Nancy Hanover of the WSWS reports on seventy-one percent of children living in poverty amongst Detroit’s harsh city streets. Children living in poverty combined with the cuts in education are a detrimental cocktail headed straight for destruction. The already harsh reality of living under the poverty line along with those school districts undergoing cuts and closures is making it critical for these children to make money on their own; stealing, drugs, gangs and violence.

We see everyday the horrible realities of social services being privatized, wages, pensions and health care being cut and city, state and federal jobs being eliminated. At what point are we, the ninety-nine percent going to say we are not taking this anymore. We need to exaggerate this occupy movement to every individual, we need to quiet the media spewing their propaganda, and we need to come together as our nation says ‘one nation’ and fight back.
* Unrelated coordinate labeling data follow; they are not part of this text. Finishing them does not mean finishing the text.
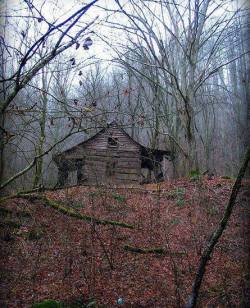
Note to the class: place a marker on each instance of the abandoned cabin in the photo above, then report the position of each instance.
(110, 157)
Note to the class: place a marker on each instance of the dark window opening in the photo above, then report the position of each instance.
(112, 141)
(110, 168)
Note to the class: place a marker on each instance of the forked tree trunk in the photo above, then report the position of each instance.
(192, 301)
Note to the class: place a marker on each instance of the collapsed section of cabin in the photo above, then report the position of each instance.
(109, 157)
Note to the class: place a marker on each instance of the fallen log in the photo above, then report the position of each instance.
(159, 251)
(60, 207)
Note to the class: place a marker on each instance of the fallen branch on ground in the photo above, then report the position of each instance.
(160, 251)
(60, 207)
(206, 255)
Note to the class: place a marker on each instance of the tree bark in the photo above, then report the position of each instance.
(206, 256)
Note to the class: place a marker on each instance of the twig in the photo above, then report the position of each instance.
(206, 256)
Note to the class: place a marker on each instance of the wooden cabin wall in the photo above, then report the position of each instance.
(97, 155)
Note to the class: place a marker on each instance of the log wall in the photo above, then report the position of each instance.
(98, 156)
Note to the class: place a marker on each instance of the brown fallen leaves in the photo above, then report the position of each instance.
(46, 254)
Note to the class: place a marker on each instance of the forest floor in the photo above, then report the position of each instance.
(48, 255)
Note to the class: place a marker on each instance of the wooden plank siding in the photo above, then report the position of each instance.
(97, 155)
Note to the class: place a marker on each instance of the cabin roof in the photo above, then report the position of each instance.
(144, 150)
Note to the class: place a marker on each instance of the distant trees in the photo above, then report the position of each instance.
(34, 43)
(186, 44)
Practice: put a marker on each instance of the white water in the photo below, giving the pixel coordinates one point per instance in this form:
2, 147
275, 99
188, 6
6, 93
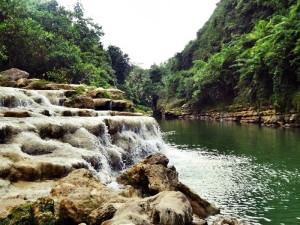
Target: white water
67, 143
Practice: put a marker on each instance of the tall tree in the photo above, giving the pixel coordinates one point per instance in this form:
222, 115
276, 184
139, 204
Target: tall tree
120, 63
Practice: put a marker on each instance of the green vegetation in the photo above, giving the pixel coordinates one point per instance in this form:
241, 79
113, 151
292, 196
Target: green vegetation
56, 44
247, 53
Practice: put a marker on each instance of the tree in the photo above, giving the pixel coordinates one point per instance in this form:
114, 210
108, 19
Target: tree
120, 63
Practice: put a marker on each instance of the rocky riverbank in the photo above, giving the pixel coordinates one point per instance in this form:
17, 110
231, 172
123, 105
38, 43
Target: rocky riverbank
266, 116
151, 194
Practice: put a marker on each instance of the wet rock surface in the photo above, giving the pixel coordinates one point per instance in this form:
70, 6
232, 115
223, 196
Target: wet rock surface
15, 74
81, 198
152, 176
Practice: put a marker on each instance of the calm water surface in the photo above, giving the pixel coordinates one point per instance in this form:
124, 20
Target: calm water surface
249, 172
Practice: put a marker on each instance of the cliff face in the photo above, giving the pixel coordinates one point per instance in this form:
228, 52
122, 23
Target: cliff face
246, 54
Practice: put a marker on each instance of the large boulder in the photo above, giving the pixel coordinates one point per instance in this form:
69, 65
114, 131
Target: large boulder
102, 103
165, 208
15, 74
223, 220
78, 195
121, 105
152, 175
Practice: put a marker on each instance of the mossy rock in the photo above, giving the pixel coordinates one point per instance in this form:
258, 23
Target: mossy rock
40, 212
19, 216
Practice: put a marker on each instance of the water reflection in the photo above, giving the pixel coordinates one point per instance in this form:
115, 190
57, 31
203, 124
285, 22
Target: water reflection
251, 174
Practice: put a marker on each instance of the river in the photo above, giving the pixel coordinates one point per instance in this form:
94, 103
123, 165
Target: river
250, 172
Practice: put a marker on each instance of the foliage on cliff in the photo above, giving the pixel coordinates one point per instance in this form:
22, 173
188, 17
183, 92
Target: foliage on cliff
51, 42
247, 53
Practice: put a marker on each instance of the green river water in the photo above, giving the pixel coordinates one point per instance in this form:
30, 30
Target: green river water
250, 172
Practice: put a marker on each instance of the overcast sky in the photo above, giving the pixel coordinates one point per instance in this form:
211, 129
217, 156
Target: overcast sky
149, 31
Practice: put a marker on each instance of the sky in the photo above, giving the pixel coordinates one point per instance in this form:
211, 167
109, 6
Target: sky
149, 31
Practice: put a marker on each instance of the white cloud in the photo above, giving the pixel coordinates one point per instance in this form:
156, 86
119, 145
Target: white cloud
149, 31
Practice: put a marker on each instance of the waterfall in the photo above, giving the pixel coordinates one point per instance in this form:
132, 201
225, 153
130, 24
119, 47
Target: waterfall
43, 147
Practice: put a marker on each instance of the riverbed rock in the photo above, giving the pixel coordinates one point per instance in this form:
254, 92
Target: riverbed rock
16, 113
80, 102
151, 176
15, 74
165, 208
121, 105
228, 221
78, 195
102, 103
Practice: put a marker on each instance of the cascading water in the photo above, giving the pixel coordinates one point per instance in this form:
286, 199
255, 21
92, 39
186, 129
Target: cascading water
43, 147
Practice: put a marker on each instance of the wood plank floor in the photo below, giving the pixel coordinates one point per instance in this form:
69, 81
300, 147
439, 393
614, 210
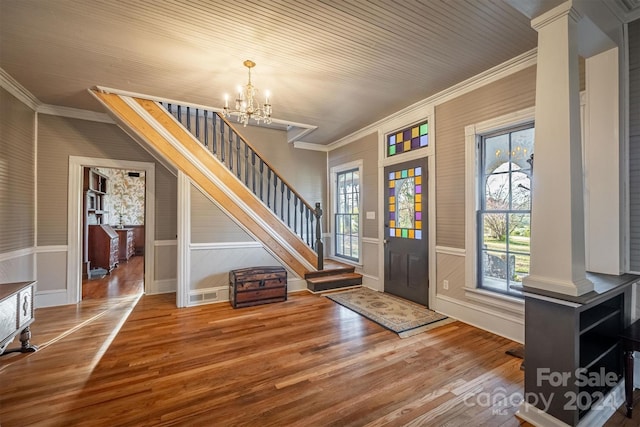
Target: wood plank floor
126, 279
138, 361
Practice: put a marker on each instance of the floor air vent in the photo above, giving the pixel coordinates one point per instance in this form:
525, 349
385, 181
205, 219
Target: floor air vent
204, 296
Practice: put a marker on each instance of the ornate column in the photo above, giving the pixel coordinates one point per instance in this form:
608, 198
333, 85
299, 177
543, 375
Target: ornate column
557, 217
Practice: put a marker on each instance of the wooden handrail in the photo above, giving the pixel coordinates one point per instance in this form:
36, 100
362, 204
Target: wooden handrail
266, 162
235, 152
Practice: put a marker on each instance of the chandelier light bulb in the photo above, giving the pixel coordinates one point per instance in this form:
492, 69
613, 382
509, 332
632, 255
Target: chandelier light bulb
246, 107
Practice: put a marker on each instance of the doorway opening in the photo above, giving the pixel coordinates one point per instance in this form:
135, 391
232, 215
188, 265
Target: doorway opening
112, 232
78, 266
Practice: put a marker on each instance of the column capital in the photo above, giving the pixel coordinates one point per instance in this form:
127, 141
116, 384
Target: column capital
565, 9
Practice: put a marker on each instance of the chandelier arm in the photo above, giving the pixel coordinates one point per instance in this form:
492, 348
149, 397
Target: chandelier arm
246, 107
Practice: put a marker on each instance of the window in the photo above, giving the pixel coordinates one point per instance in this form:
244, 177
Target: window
505, 165
347, 214
411, 138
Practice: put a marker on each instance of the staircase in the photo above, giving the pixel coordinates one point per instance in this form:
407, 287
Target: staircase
211, 152
334, 276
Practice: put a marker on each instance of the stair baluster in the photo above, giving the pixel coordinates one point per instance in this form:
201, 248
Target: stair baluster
308, 225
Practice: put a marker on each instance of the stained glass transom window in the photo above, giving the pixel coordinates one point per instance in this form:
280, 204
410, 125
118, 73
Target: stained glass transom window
405, 203
411, 138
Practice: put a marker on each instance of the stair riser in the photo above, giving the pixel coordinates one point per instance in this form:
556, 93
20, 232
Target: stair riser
322, 273
326, 286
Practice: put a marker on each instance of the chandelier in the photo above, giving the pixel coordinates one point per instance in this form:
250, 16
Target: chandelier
247, 107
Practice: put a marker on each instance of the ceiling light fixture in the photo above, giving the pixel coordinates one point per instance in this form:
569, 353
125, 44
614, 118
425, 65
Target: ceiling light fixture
247, 107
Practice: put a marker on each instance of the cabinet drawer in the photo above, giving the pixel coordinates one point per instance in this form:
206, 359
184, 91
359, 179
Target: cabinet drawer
8, 315
25, 306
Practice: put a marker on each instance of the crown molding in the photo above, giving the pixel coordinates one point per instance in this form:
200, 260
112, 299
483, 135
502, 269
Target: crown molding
310, 146
12, 86
74, 113
565, 9
498, 72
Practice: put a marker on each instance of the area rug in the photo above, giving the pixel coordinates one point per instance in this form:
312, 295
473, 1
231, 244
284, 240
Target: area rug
398, 315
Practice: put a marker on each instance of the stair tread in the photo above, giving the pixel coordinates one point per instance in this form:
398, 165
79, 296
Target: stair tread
334, 277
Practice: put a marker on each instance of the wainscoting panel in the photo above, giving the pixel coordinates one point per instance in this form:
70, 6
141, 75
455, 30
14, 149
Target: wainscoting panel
210, 264
17, 266
166, 269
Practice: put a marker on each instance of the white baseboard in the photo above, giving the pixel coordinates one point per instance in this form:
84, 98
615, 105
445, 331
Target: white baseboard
296, 285
493, 321
51, 298
372, 282
162, 287
538, 417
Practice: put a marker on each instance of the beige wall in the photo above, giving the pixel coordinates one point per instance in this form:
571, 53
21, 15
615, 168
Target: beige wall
17, 160
512, 93
305, 170
61, 137
209, 224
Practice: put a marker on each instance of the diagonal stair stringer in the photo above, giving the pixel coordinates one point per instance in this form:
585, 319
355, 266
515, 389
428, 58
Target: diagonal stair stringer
160, 130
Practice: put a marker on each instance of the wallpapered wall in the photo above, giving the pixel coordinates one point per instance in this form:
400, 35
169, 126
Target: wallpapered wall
126, 197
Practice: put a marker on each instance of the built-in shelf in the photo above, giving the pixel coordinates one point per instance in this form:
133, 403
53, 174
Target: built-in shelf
576, 337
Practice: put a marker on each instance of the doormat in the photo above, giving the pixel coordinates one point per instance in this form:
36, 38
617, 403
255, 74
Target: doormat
396, 314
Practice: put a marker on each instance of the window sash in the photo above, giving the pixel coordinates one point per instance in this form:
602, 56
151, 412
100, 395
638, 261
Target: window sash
347, 218
497, 266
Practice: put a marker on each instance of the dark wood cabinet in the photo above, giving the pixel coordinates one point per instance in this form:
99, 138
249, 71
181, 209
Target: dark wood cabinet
16, 314
573, 351
95, 187
103, 246
126, 246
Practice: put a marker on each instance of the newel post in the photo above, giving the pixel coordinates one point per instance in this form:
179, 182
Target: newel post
319, 244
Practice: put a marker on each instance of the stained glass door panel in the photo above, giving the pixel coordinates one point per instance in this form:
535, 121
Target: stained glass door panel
405, 241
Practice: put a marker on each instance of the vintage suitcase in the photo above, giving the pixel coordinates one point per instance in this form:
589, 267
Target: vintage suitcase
257, 285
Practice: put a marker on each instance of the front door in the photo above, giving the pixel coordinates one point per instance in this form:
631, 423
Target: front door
406, 266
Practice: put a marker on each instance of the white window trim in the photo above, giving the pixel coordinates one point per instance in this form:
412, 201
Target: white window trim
356, 164
473, 133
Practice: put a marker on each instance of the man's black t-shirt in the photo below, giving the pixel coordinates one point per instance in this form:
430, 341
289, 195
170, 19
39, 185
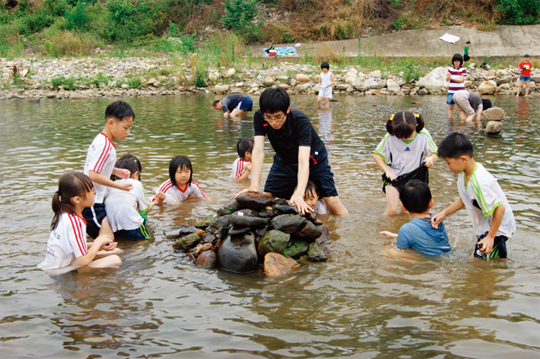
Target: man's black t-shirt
296, 131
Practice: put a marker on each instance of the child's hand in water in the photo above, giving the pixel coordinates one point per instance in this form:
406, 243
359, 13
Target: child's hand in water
122, 173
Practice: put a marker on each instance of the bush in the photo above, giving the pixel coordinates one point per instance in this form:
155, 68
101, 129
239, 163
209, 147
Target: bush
519, 12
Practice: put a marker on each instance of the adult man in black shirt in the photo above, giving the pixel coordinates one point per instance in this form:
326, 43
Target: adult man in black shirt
237, 104
300, 154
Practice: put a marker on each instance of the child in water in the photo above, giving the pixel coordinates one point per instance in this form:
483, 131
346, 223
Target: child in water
400, 153
67, 248
312, 197
127, 211
241, 168
180, 184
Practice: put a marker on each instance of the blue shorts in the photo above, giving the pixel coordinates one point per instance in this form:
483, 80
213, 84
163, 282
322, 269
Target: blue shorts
246, 104
282, 179
94, 216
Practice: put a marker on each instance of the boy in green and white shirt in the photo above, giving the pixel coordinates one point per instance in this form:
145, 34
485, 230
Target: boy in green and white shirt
482, 196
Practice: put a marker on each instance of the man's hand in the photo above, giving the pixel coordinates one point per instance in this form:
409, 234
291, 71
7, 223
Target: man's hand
301, 205
122, 173
436, 219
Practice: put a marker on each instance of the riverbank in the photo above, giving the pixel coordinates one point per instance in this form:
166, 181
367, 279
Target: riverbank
81, 78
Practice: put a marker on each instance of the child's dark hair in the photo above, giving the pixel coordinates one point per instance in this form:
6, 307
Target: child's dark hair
415, 196
119, 110
273, 100
455, 145
457, 57
130, 163
244, 145
176, 162
403, 124
70, 185
312, 187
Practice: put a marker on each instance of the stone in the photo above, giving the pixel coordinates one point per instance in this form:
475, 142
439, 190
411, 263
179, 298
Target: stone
238, 254
207, 259
316, 253
273, 241
256, 201
288, 223
309, 231
184, 243
276, 265
239, 219
268, 81
494, 127
301, 78
75, 95
297, 249
230, 72
435, 81
494, 114
487, 87
392, 86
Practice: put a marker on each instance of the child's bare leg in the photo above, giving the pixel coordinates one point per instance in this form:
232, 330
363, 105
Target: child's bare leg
392, 200
334, 205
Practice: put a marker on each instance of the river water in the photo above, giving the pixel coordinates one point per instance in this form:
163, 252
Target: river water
358, 304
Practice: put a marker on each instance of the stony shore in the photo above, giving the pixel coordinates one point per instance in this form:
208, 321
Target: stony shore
34, 79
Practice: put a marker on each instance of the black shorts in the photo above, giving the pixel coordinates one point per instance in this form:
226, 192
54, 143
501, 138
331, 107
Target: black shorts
499, 248
282, 179
94, 216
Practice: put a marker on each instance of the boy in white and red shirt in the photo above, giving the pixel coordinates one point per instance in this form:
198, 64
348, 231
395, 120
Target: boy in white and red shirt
525, 66
180, 184
100, 160
456, 75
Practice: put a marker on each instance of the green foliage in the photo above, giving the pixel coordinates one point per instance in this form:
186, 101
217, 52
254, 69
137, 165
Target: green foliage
238, 16
519, 12
77, 18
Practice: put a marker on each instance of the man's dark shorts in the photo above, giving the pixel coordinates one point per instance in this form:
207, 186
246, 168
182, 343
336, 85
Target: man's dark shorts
498, 251
94, 216
282, 179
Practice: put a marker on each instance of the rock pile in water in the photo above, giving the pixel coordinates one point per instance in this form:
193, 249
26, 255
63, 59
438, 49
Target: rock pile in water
250, 231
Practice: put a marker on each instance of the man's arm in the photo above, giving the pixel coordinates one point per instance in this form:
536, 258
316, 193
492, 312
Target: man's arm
102, 180
302, 179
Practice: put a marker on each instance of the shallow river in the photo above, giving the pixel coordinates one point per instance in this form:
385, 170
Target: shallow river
358, 304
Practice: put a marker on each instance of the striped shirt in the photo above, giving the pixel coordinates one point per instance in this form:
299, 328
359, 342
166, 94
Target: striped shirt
66, 242
175, 194
455, 74
100, 158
We need to emulate the early to mid 1900 union walkout in San Francisco, every single person move to the streets not one person left in a shop, come together and get our point across. We need to boycott the two majority political parties and choose individuality. If we cannot come together with specific goals, measures, and outcomes and hold tight until they are granted, these harsh realities seen today will only become harsher realities in the future.